The Courier Synopsis: The true story of British businessman Greville Wynne (Benedict Cumberbatch), who was unwittingly recruited into one of the greatest international conflicts in history. Forming an unlikely partnership with Soviet officer Oleg Penkovsky(Merab Ninidze), the two men work together to provide the crucial intelligence used to defuse the Cuban Missile Crisis.
Arriving into theaters long after its 2020 Sundance debut (originally titled Ironbark, the film was one of many affected by COVID-19), Dominic Cooke’s latest The Courier displays a shameless adoration for old-school, cloak-and-dagger espionage features. While somewhat mannered in its final form, Cooke’s nonpartisan exploration of a historical footnote delivers within its subdued frequency.
Cooke and screenwriter Tom O’Conner parse through stuffy historical conventions to find a genuine camaraderie at the film’s center. Rather than forcing a truncated recap down audiences’ throats, the two wisely zero their focus towards the shared sacrifices partaken by Greville and Oleg. The kinship between the two radiates throughout the runtime, with both wrestling with their world-saving duties while somehow trying to keep their enigmatic lives afloat (their duplicitous existence forces them to lie to their loved ones). O’Conner’s screenplay thoughtfully distributes dimensions to both figures, ignoring overly-politicized trappings to convey the humanity behind their sacrifices.
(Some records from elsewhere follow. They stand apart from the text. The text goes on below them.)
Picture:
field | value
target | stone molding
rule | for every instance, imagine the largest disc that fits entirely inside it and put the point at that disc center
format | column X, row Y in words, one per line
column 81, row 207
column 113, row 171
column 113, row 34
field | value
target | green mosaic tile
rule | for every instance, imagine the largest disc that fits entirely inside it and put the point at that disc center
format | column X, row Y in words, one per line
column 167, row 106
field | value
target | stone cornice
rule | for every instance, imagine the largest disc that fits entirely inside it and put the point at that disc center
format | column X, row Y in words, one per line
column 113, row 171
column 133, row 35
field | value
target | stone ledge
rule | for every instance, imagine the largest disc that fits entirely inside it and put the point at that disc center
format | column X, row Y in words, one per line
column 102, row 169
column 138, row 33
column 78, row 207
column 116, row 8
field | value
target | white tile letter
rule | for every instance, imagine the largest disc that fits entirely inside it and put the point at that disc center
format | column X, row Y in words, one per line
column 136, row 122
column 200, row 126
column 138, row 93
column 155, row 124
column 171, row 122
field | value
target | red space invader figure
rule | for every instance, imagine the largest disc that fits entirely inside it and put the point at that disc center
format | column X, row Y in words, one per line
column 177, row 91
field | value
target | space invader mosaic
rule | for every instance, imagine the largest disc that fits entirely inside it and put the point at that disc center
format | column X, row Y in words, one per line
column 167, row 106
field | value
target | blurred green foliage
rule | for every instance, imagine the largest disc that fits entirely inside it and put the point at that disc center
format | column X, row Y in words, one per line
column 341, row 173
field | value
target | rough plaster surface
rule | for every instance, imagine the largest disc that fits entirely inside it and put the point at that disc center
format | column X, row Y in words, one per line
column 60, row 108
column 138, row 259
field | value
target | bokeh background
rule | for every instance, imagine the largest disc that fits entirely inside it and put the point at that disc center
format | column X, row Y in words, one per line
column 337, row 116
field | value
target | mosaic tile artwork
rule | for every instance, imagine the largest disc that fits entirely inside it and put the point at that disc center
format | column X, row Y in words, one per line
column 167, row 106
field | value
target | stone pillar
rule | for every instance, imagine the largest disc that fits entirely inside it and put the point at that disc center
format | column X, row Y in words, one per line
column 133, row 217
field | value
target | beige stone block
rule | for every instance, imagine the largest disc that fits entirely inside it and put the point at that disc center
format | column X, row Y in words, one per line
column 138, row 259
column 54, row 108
The material’s poignant center allows both stars to show off their capabilities. Benedict Cumberbatch has certainly had more publicized performances, but the British stalwart offers some of his finest work to date as the reluctant Greville. Cumberbatch unleashes Greville’s sharp comedic tongue with bubbly charm while still keeping the figure’s internal strifes as the central focus. His partner-in-crime Merab Ninidze is easily the film’s breakout story as Oleg. After a career as an overlooked background player, Ninidze’s subdued disclosures of Oleg’s mounting circumstances strike a powerful chord. Both actors also share palpable chemistry within their mirrored roles, often relaying the character’s caring sentiments without much in terms of dialogue.
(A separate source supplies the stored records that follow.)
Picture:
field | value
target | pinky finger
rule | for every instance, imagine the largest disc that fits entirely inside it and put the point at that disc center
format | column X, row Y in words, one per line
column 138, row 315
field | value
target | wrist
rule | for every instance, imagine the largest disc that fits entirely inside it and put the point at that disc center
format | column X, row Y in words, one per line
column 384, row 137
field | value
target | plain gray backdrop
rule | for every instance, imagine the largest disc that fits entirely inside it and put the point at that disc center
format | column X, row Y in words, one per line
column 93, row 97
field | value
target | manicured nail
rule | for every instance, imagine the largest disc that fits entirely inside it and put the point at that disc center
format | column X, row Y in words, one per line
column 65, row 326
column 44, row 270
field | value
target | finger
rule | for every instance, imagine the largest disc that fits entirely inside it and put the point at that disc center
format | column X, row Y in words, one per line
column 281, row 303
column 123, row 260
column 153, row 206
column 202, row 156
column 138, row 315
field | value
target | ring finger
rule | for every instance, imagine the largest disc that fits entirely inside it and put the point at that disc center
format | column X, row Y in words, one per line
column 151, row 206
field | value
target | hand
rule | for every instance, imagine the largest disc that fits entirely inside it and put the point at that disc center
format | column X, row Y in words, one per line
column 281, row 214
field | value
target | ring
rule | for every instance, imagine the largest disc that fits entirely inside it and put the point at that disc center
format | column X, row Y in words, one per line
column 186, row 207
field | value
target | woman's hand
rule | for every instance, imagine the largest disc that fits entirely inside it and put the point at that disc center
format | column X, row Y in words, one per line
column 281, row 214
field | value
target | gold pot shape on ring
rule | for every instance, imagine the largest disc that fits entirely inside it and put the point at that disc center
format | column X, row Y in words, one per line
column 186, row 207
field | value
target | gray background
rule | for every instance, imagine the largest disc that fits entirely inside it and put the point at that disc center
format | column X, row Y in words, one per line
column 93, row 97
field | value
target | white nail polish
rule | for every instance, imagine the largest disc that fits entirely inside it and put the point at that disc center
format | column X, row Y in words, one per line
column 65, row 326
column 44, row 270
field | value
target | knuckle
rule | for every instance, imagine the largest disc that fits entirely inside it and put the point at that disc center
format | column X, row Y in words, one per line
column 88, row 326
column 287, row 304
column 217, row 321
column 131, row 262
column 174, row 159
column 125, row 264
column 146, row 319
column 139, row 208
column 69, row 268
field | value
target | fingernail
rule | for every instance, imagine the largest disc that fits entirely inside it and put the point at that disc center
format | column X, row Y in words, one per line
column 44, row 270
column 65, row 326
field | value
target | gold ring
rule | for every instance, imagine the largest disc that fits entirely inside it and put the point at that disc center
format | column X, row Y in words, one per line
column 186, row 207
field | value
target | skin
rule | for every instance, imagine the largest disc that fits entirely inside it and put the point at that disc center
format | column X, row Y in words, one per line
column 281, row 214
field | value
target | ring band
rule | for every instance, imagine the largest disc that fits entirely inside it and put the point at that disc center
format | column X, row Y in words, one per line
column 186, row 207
As the characters are trapped in a state of constant paranoia, Dominic Cooke’s exuberant direction finds visceral pulses to magnify their subconscious unease. Cooke packs a bevy of formal techniques (the score plays like a low-rent version of John Williams’ soaringly Spielbergian efforts), but he and cinematographer Sean Bobbitt subvert the traditionalist format with their own visual edge. The duo skillfully range between swift camera movements and intimately-framed reveals, baking a sense of distrust within every shadowy figure lurking around the corners.
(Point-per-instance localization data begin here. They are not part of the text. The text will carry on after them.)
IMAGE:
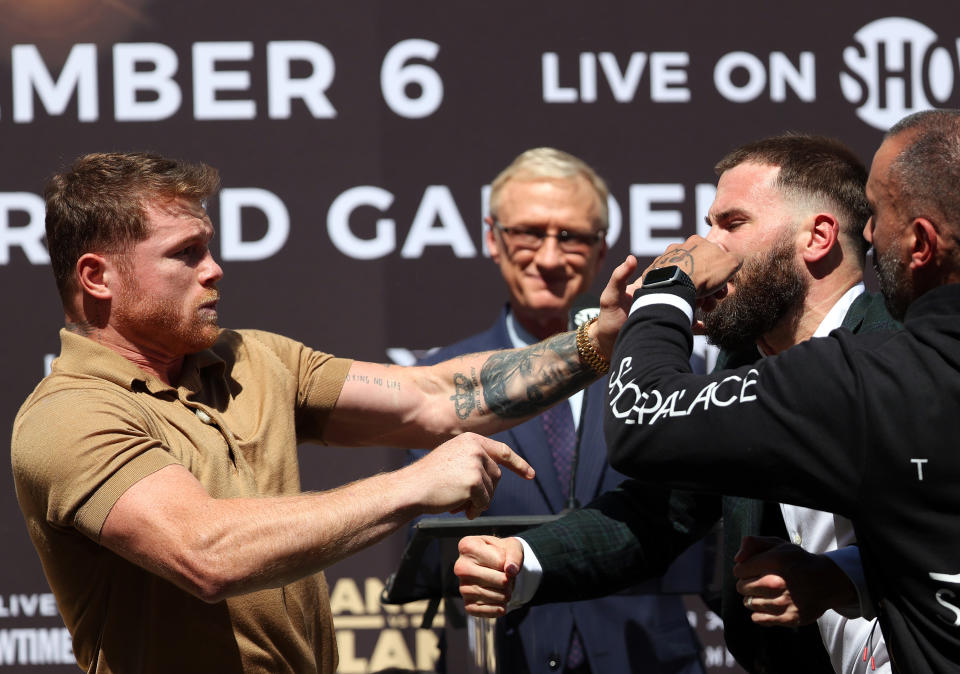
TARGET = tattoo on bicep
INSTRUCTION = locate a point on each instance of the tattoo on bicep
(526, 381)
(680, 256)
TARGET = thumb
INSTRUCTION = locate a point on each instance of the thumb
(513, 557)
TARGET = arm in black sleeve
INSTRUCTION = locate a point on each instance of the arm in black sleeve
(625, 536)
(789, 428)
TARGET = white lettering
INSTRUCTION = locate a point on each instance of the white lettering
(391, 652)
(801, 80)
(728, 401)
(338, 223)
(552, 91)
(919, 463)
(623, 86)
(158, 80)
(396, 75)
(30, 75)
(438, 205)
(644, 219)
(723, 76)
(207, 80)
(704, 194)
(668, 77)
(749, 381)
(232, 202)
(953, 608)
(28, 237)
(668, 408)
(282, 87)
(36, 646)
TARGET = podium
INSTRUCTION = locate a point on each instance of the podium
(426, 572)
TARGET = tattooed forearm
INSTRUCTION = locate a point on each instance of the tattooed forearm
(527, 381)
(465, 394)
(679, 256)
(374, 381)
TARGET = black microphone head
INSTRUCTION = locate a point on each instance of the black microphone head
(585, 307)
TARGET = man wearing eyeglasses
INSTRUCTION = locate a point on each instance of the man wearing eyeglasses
(548, 218)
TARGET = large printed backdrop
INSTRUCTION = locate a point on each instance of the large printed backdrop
(355, 141)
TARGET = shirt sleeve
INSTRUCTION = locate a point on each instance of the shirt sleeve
(76, 451)
(787, 429)
(848, 559)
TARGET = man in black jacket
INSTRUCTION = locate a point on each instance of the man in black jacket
(862, 425)
(793, 208)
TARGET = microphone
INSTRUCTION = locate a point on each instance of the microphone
(584, 308)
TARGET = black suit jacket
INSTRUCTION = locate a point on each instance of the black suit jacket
(634, 532)
(647, 632)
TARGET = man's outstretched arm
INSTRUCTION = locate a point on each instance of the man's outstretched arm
(168, 524)
(483, 393)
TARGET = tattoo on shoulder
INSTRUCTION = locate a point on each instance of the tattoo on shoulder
(526, 381)
(680, 257)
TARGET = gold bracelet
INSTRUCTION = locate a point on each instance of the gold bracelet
(588, 353)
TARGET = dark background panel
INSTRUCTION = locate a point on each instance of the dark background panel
(489, 60)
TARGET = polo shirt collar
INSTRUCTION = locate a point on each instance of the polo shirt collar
(85, 356)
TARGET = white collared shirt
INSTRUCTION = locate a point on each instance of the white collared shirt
(815, 531)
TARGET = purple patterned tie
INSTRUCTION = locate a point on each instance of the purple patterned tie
(561, 439)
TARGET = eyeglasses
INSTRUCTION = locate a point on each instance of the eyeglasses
(531, 238)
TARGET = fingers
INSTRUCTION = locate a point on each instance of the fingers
(765, 587)
(485, 586)
(505, 456)
(623, 271)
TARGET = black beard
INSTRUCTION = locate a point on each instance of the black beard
(894, 283)
(766, 291)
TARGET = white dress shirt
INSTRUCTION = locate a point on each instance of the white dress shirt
(845, 636)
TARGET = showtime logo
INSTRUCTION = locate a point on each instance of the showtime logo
(896, 67)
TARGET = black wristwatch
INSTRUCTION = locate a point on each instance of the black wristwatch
(667, 276)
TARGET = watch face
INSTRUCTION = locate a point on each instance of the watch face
(660, 276)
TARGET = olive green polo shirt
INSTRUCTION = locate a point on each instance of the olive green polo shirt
(98, 424)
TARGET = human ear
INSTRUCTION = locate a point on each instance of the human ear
(924, 244)
(820, 237)
(93, 274)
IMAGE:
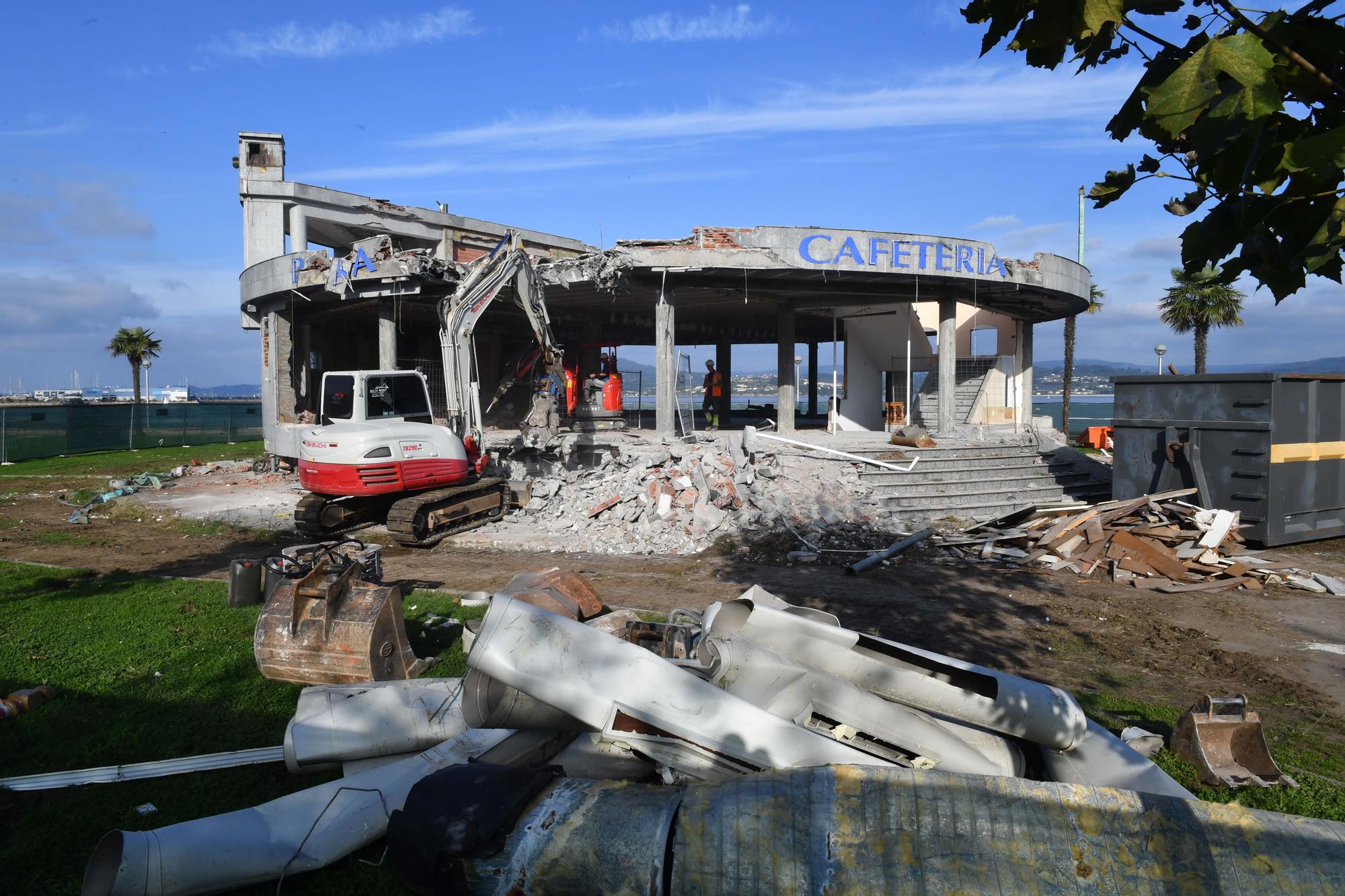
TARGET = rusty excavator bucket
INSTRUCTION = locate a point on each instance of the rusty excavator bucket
(325, 623)
(1226, 743)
The Courier works as a refreshing revival of the espionage genre, but I can’t ignore the deeper potentially left untapped. Cooke and O’Conner occasionally lose their narrative amidst their fixation on spinning an engaging yarn, leaving aside interesting thematic wrinkles in favor of straight-forward entertainment. I wish the duo were able to ruminate deeper with the character’s internal strifes, particularly within the ways patriotic obligations go deeper than a country’s care for an individual.
For what it attempts, The Courier delivers on its promises of refined crowd-pleasing fare. I am glad this title is getting a spotlight after spending a year on the shelf, and I hope it finds an agreeable audience during its theatrical run.
The Courier debuts in theaters on March 19th.